Domingo 27 de noviembre, 2022

MUNDO | 24-09-2022 09:23

El reinado de Carlos III y el traspaso del trono a su hijo Guillermo

El daño potencial a la corona británica, si se tarda demasiado en pasar del rey opaco al príncipe de Gales que brilla.

La emoción de los funerales se irá disipando como la neblina londinense cuando el viento del Oeste la empuja hacia el mar. Poco a poco, el discreto encanto de la reina fallecida se convertirá en un vacío que deberán llenar los nuevos monarcas. Se verá entonces si Carlos III y la reina consorte pueden ser un espejo en el que quiera verse reflejada la mayoría de los británicos.
Sin Isabel II, lo que queda sobre el escenario son un rey opaco y un príncipe que brilla detrás del trono. ¿Cuánto tardará ese brillo en eclipsar a la figura sin fulgores?

La sombra de Talal bin Abdalá parece recorrer las islas británicas. Aquel príncipe del entonces llamado Emirato de Transjordania heredó el trono en 1951 cuando su padre, el rey Adbdalá bin Hussein, recibió un balazo en la cabeza mientras rezaba la oración del crepúsculo en la mezquita Al Aqsa. Pero el nuevo monarca era considerado inadecuado para encabezar el reino hachemita en un escenario tan volátil como el Oriente Medio. Para algunos jeques beduinos le faltaba inteligencia y para otros le faltaba equilibrio emocional. El hecho es que, a poco de sentarse en el trono, Talal tuvo que levantarse para que lo ocupe su hijo, Hussein, quien sólo tenía 16 años y, desde entonces, reinó en Jordania durante medio siglo y lo hizo con la astucia, inteligencia y valentía que requiere gobernar en esa conflictiva región.

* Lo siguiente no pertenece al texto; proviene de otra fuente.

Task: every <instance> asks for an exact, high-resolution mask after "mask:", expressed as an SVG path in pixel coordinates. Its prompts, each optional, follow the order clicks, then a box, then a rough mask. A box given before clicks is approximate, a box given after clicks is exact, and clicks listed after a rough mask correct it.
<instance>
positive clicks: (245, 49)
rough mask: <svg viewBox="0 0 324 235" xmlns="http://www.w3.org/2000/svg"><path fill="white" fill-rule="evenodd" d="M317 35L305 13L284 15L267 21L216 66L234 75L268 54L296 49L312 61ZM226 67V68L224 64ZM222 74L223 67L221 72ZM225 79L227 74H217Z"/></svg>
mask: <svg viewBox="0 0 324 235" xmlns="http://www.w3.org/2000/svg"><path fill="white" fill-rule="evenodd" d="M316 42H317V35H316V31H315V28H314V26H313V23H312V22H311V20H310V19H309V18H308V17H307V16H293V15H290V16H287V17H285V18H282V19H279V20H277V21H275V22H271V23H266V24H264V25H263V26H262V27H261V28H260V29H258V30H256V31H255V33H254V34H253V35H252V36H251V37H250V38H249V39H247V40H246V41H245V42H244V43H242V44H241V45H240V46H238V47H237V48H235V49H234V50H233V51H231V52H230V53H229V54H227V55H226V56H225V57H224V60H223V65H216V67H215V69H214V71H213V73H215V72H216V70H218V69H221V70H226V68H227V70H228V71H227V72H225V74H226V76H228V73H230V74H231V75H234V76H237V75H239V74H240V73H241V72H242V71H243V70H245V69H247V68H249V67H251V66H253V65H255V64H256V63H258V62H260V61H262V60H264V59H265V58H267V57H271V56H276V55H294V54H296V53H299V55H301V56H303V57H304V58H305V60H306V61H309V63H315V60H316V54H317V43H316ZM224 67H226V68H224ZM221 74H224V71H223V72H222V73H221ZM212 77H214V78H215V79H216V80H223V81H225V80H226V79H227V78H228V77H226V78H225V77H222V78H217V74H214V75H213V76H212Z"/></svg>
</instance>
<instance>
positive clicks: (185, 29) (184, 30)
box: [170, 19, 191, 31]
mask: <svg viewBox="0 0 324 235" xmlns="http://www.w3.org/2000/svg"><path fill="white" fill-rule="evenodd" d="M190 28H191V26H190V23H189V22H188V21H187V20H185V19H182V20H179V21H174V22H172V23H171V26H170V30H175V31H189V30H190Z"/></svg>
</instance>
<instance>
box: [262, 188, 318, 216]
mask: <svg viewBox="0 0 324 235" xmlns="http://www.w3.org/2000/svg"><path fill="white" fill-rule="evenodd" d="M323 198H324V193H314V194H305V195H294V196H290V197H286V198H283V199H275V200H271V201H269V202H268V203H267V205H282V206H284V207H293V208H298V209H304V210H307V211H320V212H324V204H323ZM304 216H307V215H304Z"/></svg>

Igual que aquellos jeques beduinos, habrá muchos en Westminster y en la clase dirigente británica pensando que lo mejor para el Reino Unido es que el cetro que recibió Carlos III pase lo antes posible al nuevo Príncipe de Gales: William Arthur Philip Louis. Pensarán también que a la atracción que la corona británica genera en el mundo y la reina Isabel II lograba con creces (prueba de lo cual es el fenómeno hasta turístico que provocó su funeral), le aportaría más la radiante y glamorosa Kate Middleton que la actual reina consorte.La opacidad de los nuevos reyes contrasta con el brillo de los nuevos príncipes de Gales. Ocurre que las monarquías europeas tienen hoy obligaciones que antes no tenían. Ahora viven, como en un reality, bajo la mirada de sociedades que deben aprobarlas, porque los súbditos de ayer, hoy son ciudadanos. Y los ciudadanos europeos exigen de esa institución anacrónica y genéticamente desigualitaria, conductas y actitudes irreprochables.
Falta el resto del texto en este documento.